Internet is using myriad of network protocols, the most important one being IP or Internet Protocol. This is the layer in which network decides how to send a packet to a given destination. Currently we are using IPv4 which has been with us for quite some time now and as you can tell it is showing its age. There are a couple of pain points in IPv4 that can be solved by Ipv6:
· Address Space: IPv4 was designed to have 4 billion address spaces. Back in 1980s this was a huge number given the fact that there were only a couple of addresses being used. However the number of public IP addresses has grown to the limit. In fact Network Address Translation (NAT) and Classless Inter Domain Routing (CIDR) were technologies used to alleviate the address depletion problem. Number Resource Organization (NRO) has announced that almost %95 of addresses have been used. This means that last IP address blocks will probably be distributed in one year. If you want to provide an application on the Internet, you will probably need to use an IPv6 endpoint. Ipv6 will have 128 bit addresses which will be much larger in address space and is currently being used in Asia. We may well abandon use of NAT altogether when IPv6 is in use which will greatly simplify network topologies and firewall configurations.
· Security: When IPv4 was first designed, there was no security technologies needed. However as Internet grow security became an issue and different protocols were created to solve the problems. IPSec was one of the security protocols that have been widely used. The good news is that IPv6 was designed with IPSec from ground up. So as long as devices or servers are supporting IPv6, secure connection can be established easily between them.
· Configuration: IPv4 addresses need to be configured either manually or with DHCP service running on the network. Using DHCP can be a problem if there is more than one on the same network. IPv6 has address auto configuration properties so that nodes can configure their own IP address and default gateway without DHCP.

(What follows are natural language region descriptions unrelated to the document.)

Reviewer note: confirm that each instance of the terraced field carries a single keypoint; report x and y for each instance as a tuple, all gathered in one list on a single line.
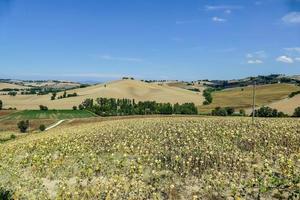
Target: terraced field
[(158, 158)]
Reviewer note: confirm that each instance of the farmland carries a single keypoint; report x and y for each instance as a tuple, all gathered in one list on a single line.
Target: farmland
[(157, 158), (241, 97), (49, 114)]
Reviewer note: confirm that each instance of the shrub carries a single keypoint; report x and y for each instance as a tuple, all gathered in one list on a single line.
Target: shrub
[(42, 127), (229, 110), (5, 194), (242, 112), (23, 126), (43, 107), (12, 136), (297, 112), (218, 111)]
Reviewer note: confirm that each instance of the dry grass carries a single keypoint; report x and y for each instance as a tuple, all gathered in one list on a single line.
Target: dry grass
[(130, 89), (11, 86), (287, 105), (242, 97)]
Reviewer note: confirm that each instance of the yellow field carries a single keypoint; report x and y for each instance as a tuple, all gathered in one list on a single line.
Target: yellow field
[(11, 86), (237, 98), (130, 89), (161, 158), (288, 105)]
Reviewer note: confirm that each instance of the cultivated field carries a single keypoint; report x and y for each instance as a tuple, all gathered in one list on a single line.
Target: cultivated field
[(288, 104), (11, 86), (49, 114), (129, 89), (162, 158), (242, 97)]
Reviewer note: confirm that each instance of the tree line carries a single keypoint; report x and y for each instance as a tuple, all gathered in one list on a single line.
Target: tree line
[(115, 107)]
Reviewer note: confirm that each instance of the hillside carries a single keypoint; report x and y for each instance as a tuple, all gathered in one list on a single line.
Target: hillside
[(130, 89), (241, 97), (11, 86), (287, 105)]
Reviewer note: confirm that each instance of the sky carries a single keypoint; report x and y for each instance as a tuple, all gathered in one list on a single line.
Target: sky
[(148, 39)]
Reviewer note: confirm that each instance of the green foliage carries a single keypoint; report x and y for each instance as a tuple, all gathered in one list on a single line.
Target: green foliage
[(5, 194), (44, 108), (42, 127), (113, 107), (294, 94), (49, 114), (266, 111), (242, 112), (12, 93), (297, 112), (23, 126)]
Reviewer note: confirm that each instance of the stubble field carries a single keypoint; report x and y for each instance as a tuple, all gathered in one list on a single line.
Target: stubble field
[(158, 158)]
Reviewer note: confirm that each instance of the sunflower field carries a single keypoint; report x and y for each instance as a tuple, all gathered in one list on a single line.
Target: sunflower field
[(156, 158)]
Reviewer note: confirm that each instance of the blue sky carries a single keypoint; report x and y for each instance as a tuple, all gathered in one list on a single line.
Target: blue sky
[(148, 39)]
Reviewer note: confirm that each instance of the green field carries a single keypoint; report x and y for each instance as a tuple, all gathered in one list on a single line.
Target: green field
[(241, 97), (49, 114)]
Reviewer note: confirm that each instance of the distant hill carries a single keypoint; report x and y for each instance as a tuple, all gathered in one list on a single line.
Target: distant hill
[(241, 97), (130, 89)]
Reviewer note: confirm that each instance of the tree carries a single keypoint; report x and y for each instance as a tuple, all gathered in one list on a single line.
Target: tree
[(45, 108), (53, 96), (242, 112), (218, 111), (229, 110), (42, 127), (23, 126), (297, 112)]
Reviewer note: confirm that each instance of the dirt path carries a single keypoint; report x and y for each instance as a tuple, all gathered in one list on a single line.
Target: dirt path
[(55, 125)]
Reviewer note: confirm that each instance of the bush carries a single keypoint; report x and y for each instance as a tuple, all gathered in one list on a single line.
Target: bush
[(297, 112), (242, 112), (268, 112), (23, 126), (218, 111), (6, 194), (42, 127), (12, 136), (43, 107), (229, 110)]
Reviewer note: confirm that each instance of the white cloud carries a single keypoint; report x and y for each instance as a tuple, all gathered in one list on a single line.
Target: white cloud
[(228, 11), (112, 58), (257, 61), (222, 7), (285, 59), (293, 49), (257, 54), (218, 19), (186, 21), (292, 18)]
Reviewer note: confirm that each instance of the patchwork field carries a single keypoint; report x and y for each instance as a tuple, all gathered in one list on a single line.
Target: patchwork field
[(129, 89), (161, 158), (242, 97), (49, 114)]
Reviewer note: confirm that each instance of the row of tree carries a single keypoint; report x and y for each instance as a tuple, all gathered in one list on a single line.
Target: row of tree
[(65, 95), (114, 107)]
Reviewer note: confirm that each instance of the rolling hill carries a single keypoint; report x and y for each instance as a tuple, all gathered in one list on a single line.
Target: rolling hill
[(11, 86), (131, 89), (241, 97)]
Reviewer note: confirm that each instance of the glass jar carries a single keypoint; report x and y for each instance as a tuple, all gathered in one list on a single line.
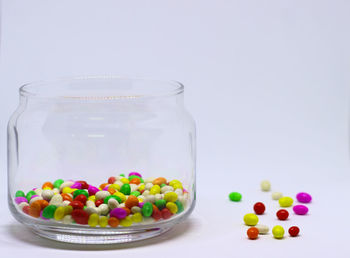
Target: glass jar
[(101, 159)]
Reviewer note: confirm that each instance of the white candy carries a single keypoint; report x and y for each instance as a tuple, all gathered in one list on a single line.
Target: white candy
[(66, 184), (47, 194), (112, 204), (276, 196), (103, 209), (148, 186), (135, 209), (265, 186), (263, 229), (102, 194), (167, 188)]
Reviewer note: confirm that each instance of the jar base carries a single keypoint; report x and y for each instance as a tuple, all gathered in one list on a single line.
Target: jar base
[(120, 238)]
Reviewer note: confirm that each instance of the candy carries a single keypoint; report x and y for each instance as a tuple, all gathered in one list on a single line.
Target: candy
[(282, 214), (250, 219), (300, 209), (278, 232), (285, 201), (293, 231), (263, 229), (304, 197), (265, 185), (235, 196), (276, 196), (259, 208), (253, 233)]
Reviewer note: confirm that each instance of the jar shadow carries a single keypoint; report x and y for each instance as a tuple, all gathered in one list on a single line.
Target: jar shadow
[(24, 234)]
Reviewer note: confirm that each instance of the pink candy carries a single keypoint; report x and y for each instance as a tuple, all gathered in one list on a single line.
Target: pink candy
[(300, 209)]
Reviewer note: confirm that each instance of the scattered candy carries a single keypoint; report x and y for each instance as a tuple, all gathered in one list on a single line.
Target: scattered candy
[(285, 201), (278, 232), (121, 201), (300, 209), (259, 208), (304, 197), (235, 196), (282, 214), (293, 231), (250, 219), (253, 233), (265, 185)]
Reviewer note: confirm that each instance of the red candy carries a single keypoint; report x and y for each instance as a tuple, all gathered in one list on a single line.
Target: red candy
[(259, 208), (293, 231), (80, 216), (282, 214), (77, 205), (253, 233)]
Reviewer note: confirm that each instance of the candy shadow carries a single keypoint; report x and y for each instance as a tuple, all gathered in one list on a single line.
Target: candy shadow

· Flow Priority: Prioritized real time delivery of data is a part of Ipv4 but has some limitations like lack of packet prioritization with encrypted packets. IPv6 fully supports these capabilities and has enhanced handling of flow priority.
Now that we have some understanding of what Ipv6 can bring to your organization let’s talk about how to get prepared for it. Internet backbone is already in the process of upgrade to Ipv6 and most of the work is done. The major part of the work needs to be done inside the organization. IPv4 has been used for so long that we expect every node (device and applications) to work seamlessly. However not every node will support use of Ipv6. You will first need to identify parts of your network that is not capable of using Ipv6. Then you will need to plan on replacing those nodes taking into account your device and application lifecycles. Most of the network devices are already Ipv6 ready. What I have been seeing is that applications are still in the process of upgrading to work with Ipv6. If you want to learn more about developing applications that work with IPv6 you can attend Microsoft PDC10 October 28-29 online or find the event closest to your home! See the map here.
You do not need wait until all of your devices are capable of supporting IPv6. There are transitioning technologies that will help you interoperate IPv4 with Ipv6 technologies. When you first start you will probably have a small subnet working IPv6 and use these technologies to communicate with the rest of your internal network and Internet. Gradually you will expand your Ipv6 networks up to your network edge firewall.
Ipv6 is the future and there is clearly no escape from it. The more you postpone your planning the more you will fall behind in adapting to the new networking capabilities of IPv6. I will urge all of the readers to think about what can be done to embrace IPv6 in their environment and create awareness for the upcoming changes.